The new school will be named Cristo Rey Fort Worth High School at Our Mother of Mercy.
Cristo Rey, a Chicago-based network, has 30 schools across the country, including Cristo Rey Dallas which opened in August with 122 first-year students, said Gunnar Rawlings, Cristo Rey Dallas Corporate Work Study Program Director.
The Cristo Rey Network was established in 2001 by Father John P. Foley to provide low-income high school students in the inner-city a path to college through education. Cristo Rey schools, according to their website, focus on providing economic opportunity for communities, generating about $100 million into the economy.
The program advocates for quality education as a pathway to “economic self-sufficiency.”
The program is a work-study that allows students to work a part-time job while attending school. A team of four students covers one full-time job without missing class, working 9 a.m.- 5 p.m.

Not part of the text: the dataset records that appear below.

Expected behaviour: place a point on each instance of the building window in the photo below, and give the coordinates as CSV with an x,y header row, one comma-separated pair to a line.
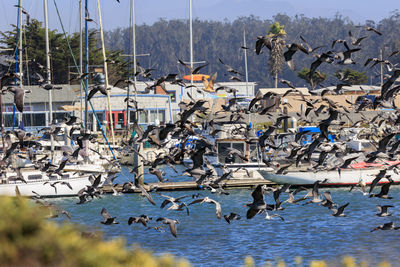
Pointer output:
x,y
34,119
157,115
8,120
172,94
59,116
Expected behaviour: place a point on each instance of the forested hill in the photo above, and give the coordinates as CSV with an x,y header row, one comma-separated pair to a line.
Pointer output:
x,y
168,41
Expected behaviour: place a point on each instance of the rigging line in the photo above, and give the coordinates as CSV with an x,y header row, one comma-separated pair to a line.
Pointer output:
x,y
78,70
27,76
19,22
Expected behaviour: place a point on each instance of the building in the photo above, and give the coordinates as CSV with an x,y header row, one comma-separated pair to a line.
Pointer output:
x,y
36,107
154,106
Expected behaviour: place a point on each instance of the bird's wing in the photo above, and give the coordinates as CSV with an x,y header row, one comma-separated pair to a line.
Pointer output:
x,y
105,214
172,228
196,201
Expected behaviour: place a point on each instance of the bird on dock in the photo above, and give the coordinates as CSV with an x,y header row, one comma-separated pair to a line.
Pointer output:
x,y
209,84
19,96
96,88
229,68
172,224
361,186
316,197
232,216
108,220
158,173
210,201
383,210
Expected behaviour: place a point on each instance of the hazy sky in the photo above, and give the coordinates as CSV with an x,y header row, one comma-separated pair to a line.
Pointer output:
x,y
148,11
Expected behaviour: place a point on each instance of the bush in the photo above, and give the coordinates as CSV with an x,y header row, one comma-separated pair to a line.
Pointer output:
x,y
27,239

“These kids aren’t working basic jobs,” said Pat Svacina, Communication Director of the Catholic Diocese of Fort Worth. “They work at legitimate companies.”

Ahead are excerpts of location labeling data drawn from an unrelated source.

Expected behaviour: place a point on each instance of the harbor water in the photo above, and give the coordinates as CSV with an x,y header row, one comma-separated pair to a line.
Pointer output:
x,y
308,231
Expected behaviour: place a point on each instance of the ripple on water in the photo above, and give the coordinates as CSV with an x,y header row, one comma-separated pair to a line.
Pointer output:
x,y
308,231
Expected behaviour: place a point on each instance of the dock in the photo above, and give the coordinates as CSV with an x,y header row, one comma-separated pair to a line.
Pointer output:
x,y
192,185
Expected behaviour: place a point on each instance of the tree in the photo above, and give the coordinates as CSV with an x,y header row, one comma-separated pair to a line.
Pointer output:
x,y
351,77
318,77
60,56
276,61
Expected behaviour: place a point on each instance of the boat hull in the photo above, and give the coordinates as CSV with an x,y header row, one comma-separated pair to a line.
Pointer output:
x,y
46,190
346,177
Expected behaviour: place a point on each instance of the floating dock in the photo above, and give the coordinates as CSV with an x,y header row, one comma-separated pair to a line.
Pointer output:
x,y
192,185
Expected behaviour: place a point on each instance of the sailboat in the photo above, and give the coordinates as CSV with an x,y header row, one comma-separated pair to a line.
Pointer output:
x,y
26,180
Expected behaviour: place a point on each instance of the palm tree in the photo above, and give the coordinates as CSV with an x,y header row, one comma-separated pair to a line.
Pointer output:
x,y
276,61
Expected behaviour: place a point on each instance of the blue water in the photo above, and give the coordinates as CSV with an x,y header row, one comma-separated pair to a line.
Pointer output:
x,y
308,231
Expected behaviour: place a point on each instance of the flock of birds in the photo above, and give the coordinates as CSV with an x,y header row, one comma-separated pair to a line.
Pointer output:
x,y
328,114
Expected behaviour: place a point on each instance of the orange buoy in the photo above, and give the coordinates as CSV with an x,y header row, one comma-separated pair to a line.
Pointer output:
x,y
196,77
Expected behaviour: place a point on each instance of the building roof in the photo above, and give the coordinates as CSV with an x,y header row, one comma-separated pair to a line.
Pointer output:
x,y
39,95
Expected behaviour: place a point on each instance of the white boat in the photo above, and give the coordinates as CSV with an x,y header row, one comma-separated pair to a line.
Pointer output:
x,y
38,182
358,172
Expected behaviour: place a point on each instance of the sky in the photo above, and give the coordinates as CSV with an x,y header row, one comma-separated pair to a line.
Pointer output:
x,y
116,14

Students work at large companies such as AT&T, law firms like Locke Lord and news organizations such as the Dallas Morning News, said Rawlings.
Cristo Rey Network targets communities with family incomes under $35,000 and high unemployment rates, said Svacina. The money students earn goes toward their tuition at the school. Tuition costs about $13,250 per year and the work study program can pay for more than half that sum.
To prepare for these jobs, all 30 schools in the Cristo Rey network put their students through summer training where they learn how to conduct themselves in the corporate world, with lessons on professional etiquette and computer skills, said Rawlings.
Cristo Rey schools provide exposure to white collar corporate environments for low-income kids they otherwise wouldn’t see and the program also educates students’ families about the importance of a college education, said Rawlings.
Even in Cristo Rey Dallas’s infancy in Texas, Rawlings said he sees its power.
“It’s the students that are doing it,” said Rawlings. “They have to want it.”